What do you do when you have a successful company with positive name recognition and a growing buzz in the craft beer community? Obviously, you keep doing more of the same, right? Not so much if your business is Marble City Brewing Company. These guys just don’t think that way. They see something that is working very well and ask how they can make it amazingly better. That’s where the story of the newly named Saw Works Brewing Company begins.
Johnathan Borsodi and Adam Palmer, co-owners and founders of Saw Works have known each other their whole lives. Adam had a successful career underway in Chicago and Johnathan was a successful attorney in Knoxville when Johnathan became intrigued with a property and a potential opportunity. The property, on East Depot, had once been a brewery, but had sat empty for a number of years. The equipment was largely in place and it was all for sale. Johnathan invited Adam to fly into Knoxville to talk him out of the temptation to buy the place and start a brewery.
Of course, once Adam saw the place, the two began making plans that moved Adam from Chicago and plunged them both into a world about which neither knew very much. Johnathan had the legal background to navigate the numerous, cumbersome and arcane codes and laws that needed to satisfied. Adam knew how to run a manufacturing operation. Once a brewmaster was added to the mix they were in business as Marble City Brewing Company, which was a tip of the hat to a turn-of-the-century institution in Knoxville’s Old City.
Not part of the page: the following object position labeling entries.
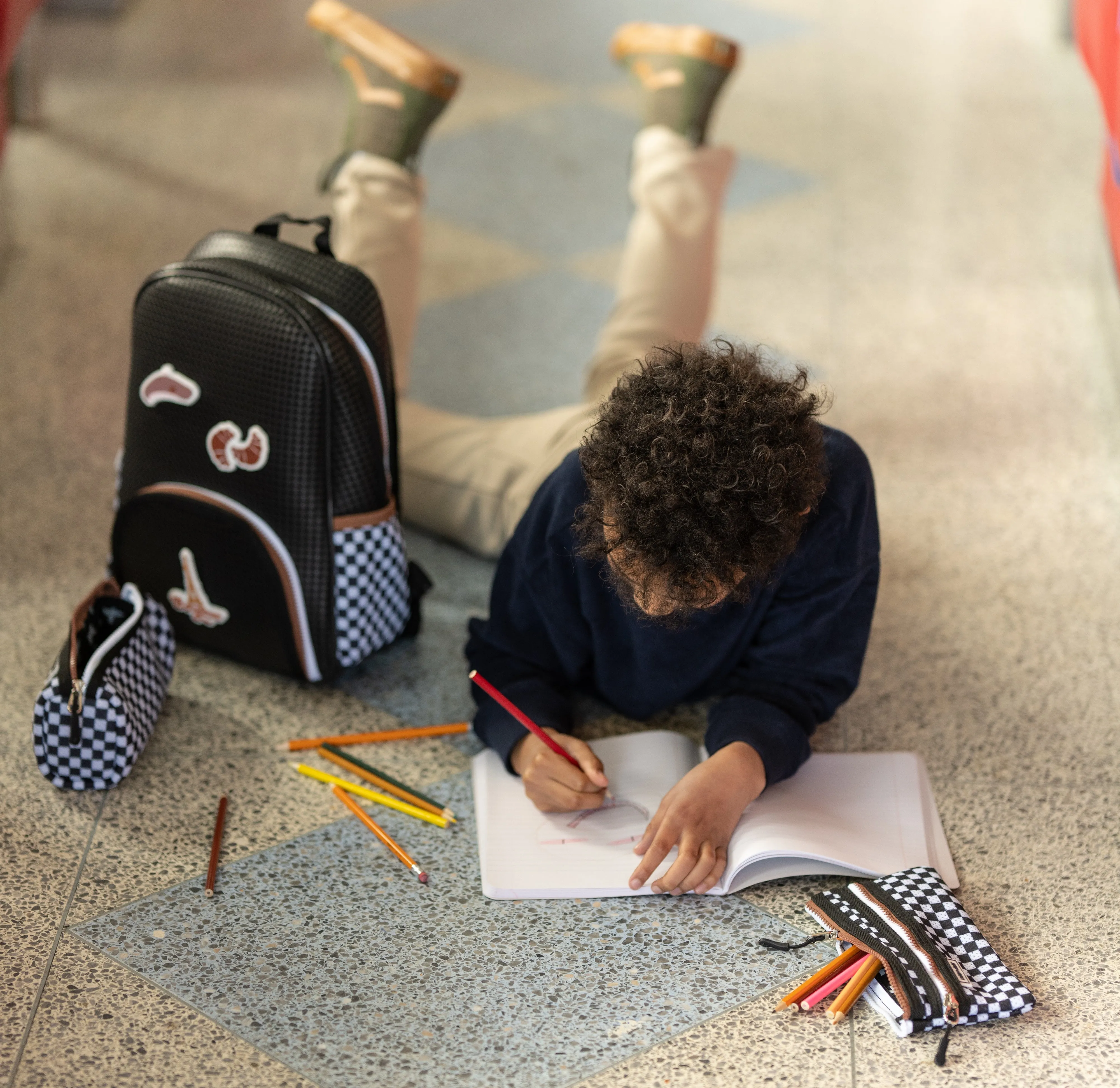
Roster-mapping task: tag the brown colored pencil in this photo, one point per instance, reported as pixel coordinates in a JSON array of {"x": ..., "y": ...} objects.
[
  {"x": 850, "y": 996},
  {"x": 381, "y": 833},
  {"x": 410, "y": 734},
  {"x": 217, "y": 847},
  {"x": 357, "y": 767},
  {"x": 792, "y": 1000}
]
Not everything went well. A company from another area with a similar name initiated litigation over the rights to the name. The search for consistency in the product and in its production proved challenging. Still, the beer became increasingly popular and began appearing at numerous spots around the area. Though their business represented a successful venture into an exploding industry, Johnathan and Adam thought it could be better. There are approximately 2000 craft breweries in the United States splitting about 6% of the market and being “good” might not be sufficient for survival. Complete excellence in both the brewing and business sides of the operation would be required.
Enter new brewmaster Dave Olmer who won the “Best of Beers’ award at the 2012 Tennessee Winter Beer Fest. Dave spent a decade preparing for this role and it seems to be a perfect fit for everyone. He worked for years under Al Krusen at Woodruff Brewing Company (at The Downtown Grill and Brewery) learning the trade and spent his free time – you guessed it – learning the trade even more thoroughly. The guy lives, eats and breathes beer, spending the night at the brewery when a batch moves through a critical stage, for example, just to make sure everything is perfect.
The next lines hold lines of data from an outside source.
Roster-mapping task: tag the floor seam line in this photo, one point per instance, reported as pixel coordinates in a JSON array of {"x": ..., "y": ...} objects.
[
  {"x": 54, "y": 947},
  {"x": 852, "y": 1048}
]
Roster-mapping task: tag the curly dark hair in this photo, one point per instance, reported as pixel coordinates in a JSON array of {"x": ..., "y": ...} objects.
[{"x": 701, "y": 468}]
And that is more of a challenge than I ever understood. Large numbers of variables dictate the success or failure of a run of beer as well as its specific qualities as a finished product. Decisions are made regarding grains, hops, yeast, water, temperatures, length of time for each phase of the process and on it goes. Dave insists that a one degree variation at just the wrong moment can significantly harm the perfect taste he’s after. It’s that passion for precision exuded by Dave, as well as Johnathan and Adam, that assures Saw Works will be able to provide the consistent taste and consistent service to their customers.
The facility has the capacity to expand its production many times over, but that isn’t the focus in the immediate future. Nor is the idea to have an extensive line of beers. Working in the vein of English-style ales, the first production is a Pale Ale which got two thumbs up from my research staff, Shaft, who subjected himself to two hours of free beer for the cause. The second production is a brown ale which, according to Dave, has just been perfected. He says those two beers will be the base from which the company will operate with seasonal beers coming and going and a bit of a mysterious beverage, about which he was not ready to talk, sometime down the line.
Another interesting element wrapped up in the new direction is the company’s pursuit of sustainability. Chris Burger, a farmer who operates Century Harvest Farms in Greenback provides a place for the by products of the beer, which is basically the grains after they have been strained for the components needed for making beer. The resultant refuse turns out to be somewhat useful feed for animals (particularly lactating cows, it turns out), and great for growing worms and mushrooms. Century Harvest Farms have also begun preparation to grow the grains needed for the beer and has longer-term plans to grow the hops necessary in the process. Once this is in place there should be a perfect circle of production from the farm to the beer and back again with no waste.
In the meantime, plans are being made for the farm to supply fresh beef to downtown via orders on their website, which will then be delivered to The Mill (formerly The Quarry) for pickup. I’ll try to get more details on that an pass them along. The beef will be grass-fed which should provide a much leaner cut. Imagine stopping by The Mill on a Friday night to pick up a growler of your favorite craft beer plus the steaks to drop on the grill. Pretty sweet. Plans have also been drawn up to build a beer garden in the space behind The Mill.
So, it’s an exciting time for beer lovers in Knoxville as a small, but growing beer culture takes hold. After meeting the people behind Saw Works Brewing, I’m confident they will be leaders within that movement for years to come. The owners and beer production staff have the same passion for the perfect beer I’ve seen among local craft beer lovers. That passion permeates their business model, their production values and their efforts to be good members of the Knoxville community. I’d strongly encourage you to give them your support.